Certain pitchers will still try to induce pop-ups from the player that has hit the fewest infield flies in baseball — Jeff Sullivan famously noted that there have been more perfect games than Votto infield flies since 2009 — but being level with his swing allows Votto to “cover up” whatever holes a pitcher might be trying to target. “It’s got to be the perfect sliver of the strike zone, up and in-ish, and I have to take the wrong swing, and I have to swing at it,” said Votto. (And, yes, Matt Cain is good at it.)

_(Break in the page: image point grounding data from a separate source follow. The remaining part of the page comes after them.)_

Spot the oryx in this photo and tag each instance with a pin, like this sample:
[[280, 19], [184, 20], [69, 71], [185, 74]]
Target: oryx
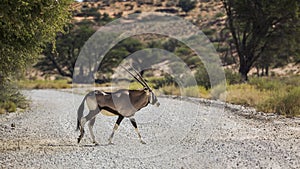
[[122, 103]]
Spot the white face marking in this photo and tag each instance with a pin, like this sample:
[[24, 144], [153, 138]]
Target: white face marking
[[104, 93]]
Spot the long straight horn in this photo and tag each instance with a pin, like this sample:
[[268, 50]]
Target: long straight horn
[[141, 78], [135, 77]]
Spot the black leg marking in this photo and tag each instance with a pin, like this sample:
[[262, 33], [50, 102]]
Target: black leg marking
[[118, 122], [133, 122], [83, 120]]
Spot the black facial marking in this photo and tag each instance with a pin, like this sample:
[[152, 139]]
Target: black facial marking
[[133, 122]]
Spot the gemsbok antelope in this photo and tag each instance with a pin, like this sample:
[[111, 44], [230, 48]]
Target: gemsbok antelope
[[122, 103]]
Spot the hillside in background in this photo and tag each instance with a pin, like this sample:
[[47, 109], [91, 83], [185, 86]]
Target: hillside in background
[[208, 15]]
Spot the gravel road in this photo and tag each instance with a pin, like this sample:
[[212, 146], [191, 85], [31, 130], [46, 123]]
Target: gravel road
[[179, 134]]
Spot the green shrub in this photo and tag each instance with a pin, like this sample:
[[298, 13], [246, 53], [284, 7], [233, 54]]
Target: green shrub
[[11, 98], [267, 84], [232, 77], [244, 94], [217, 91]]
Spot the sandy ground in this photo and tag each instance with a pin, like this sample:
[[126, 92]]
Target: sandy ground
[[180, 134]]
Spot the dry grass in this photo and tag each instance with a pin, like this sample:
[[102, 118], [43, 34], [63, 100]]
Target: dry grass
[[44, 84], [245, 94]]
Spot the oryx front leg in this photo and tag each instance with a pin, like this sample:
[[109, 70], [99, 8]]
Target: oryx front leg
[[133, 122], [83, 120], [91, 124], [119, 120]]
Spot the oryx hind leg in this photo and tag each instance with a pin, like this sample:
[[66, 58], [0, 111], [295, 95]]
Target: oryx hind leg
[[133, 122], [116, 126], [91, 125], [83, 120]]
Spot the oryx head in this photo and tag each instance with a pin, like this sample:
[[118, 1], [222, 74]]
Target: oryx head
[[152, 97]]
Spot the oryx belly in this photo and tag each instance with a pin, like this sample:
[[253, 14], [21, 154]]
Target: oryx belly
[[91, 102], [107, 113]]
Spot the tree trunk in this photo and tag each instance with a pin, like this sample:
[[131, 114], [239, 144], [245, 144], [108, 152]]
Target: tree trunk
[[244, 70]]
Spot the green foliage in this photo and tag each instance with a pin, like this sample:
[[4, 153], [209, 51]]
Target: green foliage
[[11, 98], [118, 53], [44, 84], [262, 30], [60, 57], [25, 27], [244, 94], [202, 77], [232, 77]]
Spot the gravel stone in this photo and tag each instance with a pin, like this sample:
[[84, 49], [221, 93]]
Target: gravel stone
[[181, 133]]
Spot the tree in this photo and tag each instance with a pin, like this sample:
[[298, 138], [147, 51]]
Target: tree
[[25, 27], [187, 5], [255, 24], [60, 57]]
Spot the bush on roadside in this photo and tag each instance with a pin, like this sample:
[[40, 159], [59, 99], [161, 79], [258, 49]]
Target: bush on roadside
[[11, 98], [289, 103], [244, 94]]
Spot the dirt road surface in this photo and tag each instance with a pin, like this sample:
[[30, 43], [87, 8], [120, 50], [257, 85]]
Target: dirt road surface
[[179, 134]]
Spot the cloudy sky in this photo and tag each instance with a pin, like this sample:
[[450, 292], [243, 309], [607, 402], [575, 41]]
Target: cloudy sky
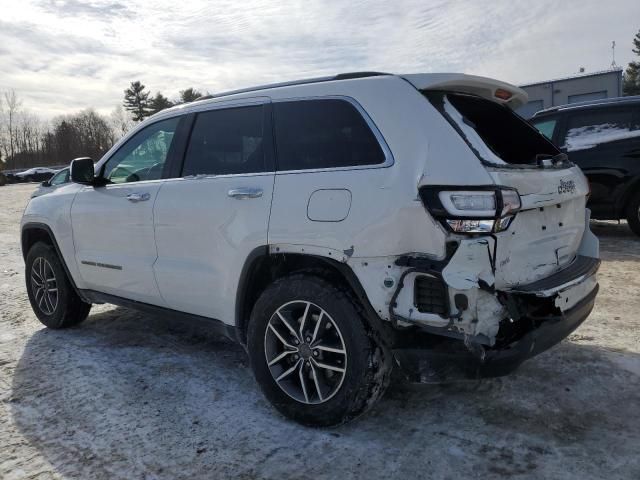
[[61, 56]]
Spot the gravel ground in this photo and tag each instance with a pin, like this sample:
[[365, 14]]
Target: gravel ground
[[127, 395]]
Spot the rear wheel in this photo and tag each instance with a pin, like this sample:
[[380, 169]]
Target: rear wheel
[[52, 297], [312, 354], [633, 214]]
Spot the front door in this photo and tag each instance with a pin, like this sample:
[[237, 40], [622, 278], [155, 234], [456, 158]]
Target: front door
[[208, 221], [113, 225]]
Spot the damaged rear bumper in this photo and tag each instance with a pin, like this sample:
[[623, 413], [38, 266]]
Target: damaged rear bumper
[[429, 358]]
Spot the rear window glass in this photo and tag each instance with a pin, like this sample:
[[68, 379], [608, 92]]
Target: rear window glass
[[225, 142], [323, 133], [495, 133], [591, 128], [546, 127]]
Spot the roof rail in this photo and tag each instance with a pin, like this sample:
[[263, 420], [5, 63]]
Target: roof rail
[[340, 76]]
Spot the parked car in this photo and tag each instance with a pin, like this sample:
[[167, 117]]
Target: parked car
[[334, 227], [61, 177], [602, 137], [37, 174]]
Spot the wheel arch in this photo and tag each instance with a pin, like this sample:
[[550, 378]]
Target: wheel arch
[[630, 192], [33, 232], [263, 266]]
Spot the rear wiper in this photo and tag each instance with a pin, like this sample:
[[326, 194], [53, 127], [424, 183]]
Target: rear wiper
[[545, 160]]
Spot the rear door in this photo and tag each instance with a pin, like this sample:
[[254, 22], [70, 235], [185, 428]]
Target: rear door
[[113, 224], [209, 220]]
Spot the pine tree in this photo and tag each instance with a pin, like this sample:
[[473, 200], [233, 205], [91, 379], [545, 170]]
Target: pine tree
[[136, 101], [158, 103], [631, 81], [189, 95]]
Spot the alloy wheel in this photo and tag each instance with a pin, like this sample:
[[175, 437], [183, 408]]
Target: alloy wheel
[[44, 286], [305, 352]]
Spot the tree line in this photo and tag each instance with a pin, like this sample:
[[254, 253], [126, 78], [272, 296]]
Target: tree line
[[631, 83], [141, 104], [27, 140]]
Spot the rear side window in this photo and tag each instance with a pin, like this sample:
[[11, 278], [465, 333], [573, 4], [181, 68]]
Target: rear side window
[[494, 132], [323, 133], [588, 129], [228, 141], [546, 127]]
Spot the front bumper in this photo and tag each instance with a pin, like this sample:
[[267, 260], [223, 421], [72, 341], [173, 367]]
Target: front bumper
[[429, 358]]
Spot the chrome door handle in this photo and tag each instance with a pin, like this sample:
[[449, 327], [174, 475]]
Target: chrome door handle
[[138, 197], [242, 193]]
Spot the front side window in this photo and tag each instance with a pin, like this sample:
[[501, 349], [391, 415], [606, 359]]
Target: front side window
[[546, 127], [589, 129], [227, 141], [143, 156], [323, 133], [59, 178]]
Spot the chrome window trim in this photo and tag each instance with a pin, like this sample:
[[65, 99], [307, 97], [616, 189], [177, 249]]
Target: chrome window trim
[[389, 160]]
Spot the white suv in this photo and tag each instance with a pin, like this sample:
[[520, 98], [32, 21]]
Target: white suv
[[334, 227]]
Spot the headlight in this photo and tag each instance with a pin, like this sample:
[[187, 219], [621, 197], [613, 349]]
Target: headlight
[[486, 210]]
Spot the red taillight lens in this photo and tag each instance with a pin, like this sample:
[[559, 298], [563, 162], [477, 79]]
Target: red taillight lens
[[474, 211]]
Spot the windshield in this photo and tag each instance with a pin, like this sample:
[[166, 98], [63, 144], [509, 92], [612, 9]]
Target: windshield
[[494, 132]]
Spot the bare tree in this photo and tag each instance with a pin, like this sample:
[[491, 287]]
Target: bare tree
[[120, 122], [13, 105]]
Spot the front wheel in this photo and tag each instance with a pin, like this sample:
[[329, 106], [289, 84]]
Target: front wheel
[[52, 296], [312, 352], [633, 214]]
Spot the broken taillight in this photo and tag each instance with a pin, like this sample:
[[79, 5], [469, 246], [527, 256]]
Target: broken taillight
[[473, 211]]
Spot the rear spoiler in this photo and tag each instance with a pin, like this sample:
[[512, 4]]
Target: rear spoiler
[[494, 90]]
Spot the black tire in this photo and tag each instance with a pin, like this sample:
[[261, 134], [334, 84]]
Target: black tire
[[69, 309], [368, 365], [633, 214]]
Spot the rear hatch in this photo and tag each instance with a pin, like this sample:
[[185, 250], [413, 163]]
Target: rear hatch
[[545, 235]]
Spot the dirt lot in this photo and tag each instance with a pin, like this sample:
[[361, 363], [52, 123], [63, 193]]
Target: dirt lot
[[127, 395]]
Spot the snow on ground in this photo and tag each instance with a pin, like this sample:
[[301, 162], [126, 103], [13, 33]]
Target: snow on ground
[[126, 395], [583, 138]]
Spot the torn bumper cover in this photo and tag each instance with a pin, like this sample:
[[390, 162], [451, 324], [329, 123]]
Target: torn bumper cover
[[541, 315]]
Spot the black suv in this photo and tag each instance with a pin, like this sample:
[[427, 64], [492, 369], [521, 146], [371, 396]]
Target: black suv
[[603, 138]]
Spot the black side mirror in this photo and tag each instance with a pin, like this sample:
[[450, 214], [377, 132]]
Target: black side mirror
[[82, 171]]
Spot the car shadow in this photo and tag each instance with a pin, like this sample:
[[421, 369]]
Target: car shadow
[[130, 395]]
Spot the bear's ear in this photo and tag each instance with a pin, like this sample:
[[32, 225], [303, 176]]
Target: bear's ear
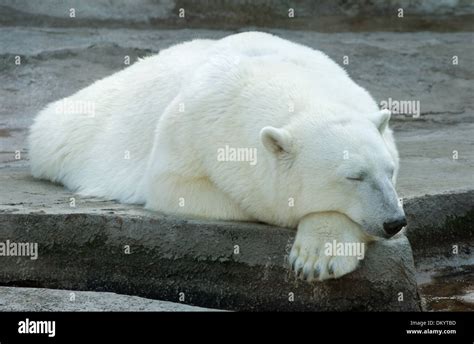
[[276, 140], [381, 119]]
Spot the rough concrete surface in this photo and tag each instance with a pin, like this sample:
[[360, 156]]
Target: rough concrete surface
[[321, 15], [170, 255], [84, 247], [52, 300]]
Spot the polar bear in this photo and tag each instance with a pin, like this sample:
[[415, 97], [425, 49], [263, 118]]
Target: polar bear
[[176, 131]]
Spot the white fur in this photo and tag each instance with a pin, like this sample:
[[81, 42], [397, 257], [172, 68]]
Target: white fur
[[237, 91]]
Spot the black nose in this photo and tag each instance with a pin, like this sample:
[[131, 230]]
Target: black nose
[[393, 227]]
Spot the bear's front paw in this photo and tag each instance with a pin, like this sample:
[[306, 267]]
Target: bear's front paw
[[311, 263]]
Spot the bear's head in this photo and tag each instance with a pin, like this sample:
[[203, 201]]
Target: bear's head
[[341, 163]]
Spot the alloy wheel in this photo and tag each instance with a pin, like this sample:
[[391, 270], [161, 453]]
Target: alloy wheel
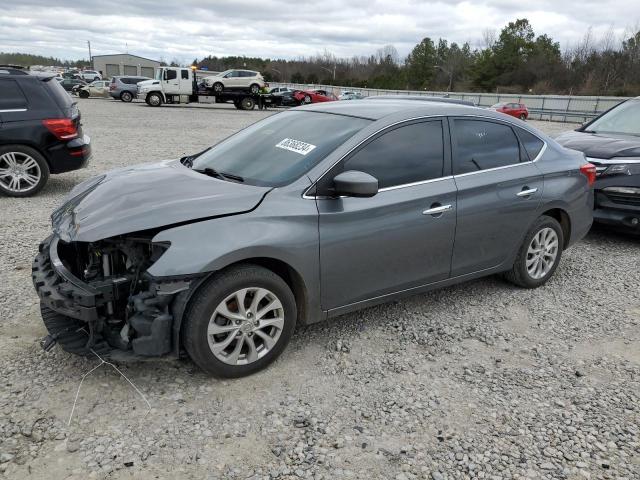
[[245, 326], [19, 172], [542, 253]]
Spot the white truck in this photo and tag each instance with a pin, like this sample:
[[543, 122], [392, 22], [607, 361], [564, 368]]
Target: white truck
[[186, 85]]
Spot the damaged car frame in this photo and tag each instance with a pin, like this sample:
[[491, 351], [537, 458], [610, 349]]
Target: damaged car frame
[[305, 215]]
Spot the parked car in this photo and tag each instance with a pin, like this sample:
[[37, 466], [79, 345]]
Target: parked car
[[69, 84], [350, 96], [304, 97], [316, 212], [612, 143], [89, 75], [518, 110], [287, 98], [99, 88], [40, 132], [246, 80], [125, 88], [280, 90]]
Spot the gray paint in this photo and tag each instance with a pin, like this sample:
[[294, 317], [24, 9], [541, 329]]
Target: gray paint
[[349, 252]]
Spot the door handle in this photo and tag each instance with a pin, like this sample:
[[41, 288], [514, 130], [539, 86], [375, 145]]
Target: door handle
[[527, 193], [437, 210]]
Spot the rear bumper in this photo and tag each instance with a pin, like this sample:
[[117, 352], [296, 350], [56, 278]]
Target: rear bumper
[[617, 211], [72, 155]]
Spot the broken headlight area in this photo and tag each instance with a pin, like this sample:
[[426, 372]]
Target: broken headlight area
[[104, 293]]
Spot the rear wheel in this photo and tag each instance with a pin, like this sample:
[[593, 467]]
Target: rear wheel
[[539, 254], [23, 171], [154, 99], [240, 321]]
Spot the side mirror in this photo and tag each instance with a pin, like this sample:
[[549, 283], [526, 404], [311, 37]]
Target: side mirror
[[353, 183]]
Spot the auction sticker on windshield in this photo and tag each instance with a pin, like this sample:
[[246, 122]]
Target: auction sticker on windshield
[[295, 146]]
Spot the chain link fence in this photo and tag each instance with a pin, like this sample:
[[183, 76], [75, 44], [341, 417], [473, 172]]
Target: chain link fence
[[557, 108]]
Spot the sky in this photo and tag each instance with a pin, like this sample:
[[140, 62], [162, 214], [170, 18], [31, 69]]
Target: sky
[[188, 29]]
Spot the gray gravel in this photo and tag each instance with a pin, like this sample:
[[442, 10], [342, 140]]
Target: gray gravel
[[481, 380]]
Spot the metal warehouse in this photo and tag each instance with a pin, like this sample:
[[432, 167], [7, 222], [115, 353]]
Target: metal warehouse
[[124, 64]]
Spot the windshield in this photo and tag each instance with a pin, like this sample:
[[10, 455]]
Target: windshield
[[280, 148], [623, 119]]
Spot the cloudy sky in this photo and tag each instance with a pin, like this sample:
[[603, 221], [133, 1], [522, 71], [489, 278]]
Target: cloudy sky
[[184, 29]]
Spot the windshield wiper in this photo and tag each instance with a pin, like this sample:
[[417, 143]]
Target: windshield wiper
[[188, 160], [223, 176]]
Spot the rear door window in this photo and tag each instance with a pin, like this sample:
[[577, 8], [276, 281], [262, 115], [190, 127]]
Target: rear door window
[[11, 95], [532, 144], [481, 145]]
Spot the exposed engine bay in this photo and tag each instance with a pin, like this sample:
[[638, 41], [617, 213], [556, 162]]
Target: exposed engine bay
[[109, 299]]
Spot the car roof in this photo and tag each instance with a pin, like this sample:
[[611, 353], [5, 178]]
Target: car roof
[[375, 110]]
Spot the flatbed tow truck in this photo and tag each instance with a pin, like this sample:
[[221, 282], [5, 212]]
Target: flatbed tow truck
[[174, 85]]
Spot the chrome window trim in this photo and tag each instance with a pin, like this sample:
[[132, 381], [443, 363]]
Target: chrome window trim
[[614, 160], [386, 127], [442, 117], [413, 184]]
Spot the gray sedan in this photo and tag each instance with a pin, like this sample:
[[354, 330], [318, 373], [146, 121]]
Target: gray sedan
[[305, 215]]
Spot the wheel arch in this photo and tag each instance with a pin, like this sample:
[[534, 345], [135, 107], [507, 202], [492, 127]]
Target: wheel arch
[[564, 220], [289, 274]]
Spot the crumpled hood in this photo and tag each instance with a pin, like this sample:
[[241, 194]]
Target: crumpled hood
[[598, 145], [148, 196]]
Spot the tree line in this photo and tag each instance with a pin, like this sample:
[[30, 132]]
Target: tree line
[[515, 60]]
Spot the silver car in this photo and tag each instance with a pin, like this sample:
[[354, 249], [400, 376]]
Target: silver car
[[305, 215]]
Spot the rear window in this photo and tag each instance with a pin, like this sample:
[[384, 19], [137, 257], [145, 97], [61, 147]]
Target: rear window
[[61, 97], [532, 144], [11, 95]]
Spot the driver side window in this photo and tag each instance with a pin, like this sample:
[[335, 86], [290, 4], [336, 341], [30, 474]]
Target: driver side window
[[407, 154]]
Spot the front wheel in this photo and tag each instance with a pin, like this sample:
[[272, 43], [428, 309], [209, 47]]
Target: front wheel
[[539, 254], [239, 321]]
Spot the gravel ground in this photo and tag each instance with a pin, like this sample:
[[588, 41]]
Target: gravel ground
[[480, 380]]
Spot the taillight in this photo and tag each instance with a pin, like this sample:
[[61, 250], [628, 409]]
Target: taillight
[[62, 128], [589, 171]]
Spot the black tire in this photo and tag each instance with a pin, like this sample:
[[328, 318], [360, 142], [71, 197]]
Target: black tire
[[72, 335], [247, 103], [42, 165], [154, 99], [205, 302], [518, 274]]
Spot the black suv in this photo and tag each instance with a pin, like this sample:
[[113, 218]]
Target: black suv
[[40, 132], [611, 142]]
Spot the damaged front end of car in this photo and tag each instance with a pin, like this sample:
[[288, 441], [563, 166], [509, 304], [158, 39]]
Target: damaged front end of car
[[98, 296]]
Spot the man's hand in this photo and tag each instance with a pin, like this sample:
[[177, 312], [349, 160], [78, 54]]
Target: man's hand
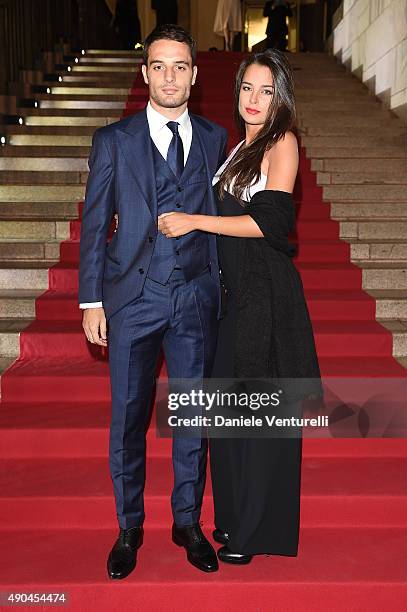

The data once again supports Votto’s assertion. Jeff Zimmerman showed last year that for all hitters, high and inside is the spot for infield pop-ups. The difficulty is that, as he points out, 73% of pitches taken in those spots are called for strikes, so batters often have to swing. He looked at Buster Posey against Edwin Encarnacion — Votto’s infield fly in 2012 came after his injury and didn’t make for good comparison — and found that batters that keep up their back elbow find success. That back elbow is also related to how pull-happy your swing is.
We’ve talked about how level his swing is, and how pull-conscious he’s been. But how hard Votto swings is part of it, too. As he said above, he’s had better power years than he had before his injury last year, and yet he felt better about his swing last season than he ever had before. “I bet if you took my average home run distance my rookie year, it was probably a good ten or twenty feet further, maybe.” Last year, Votto’s fly balls and home runs averaged 300.8 feet, good for the bottom of the top 20 among qualified batters. In his MVP season, they averaged 316.7 feet, or third in baseball.
As you can see, Votto “took less risks” with his swing as he puts it. And his swinging strike rate, which used to be above average (10.4% in 2010), has plummeted the last two years (6.9% last season). “There’s less of a chance I miss the ball with this swing,” says Votto, once again backed by the numbers.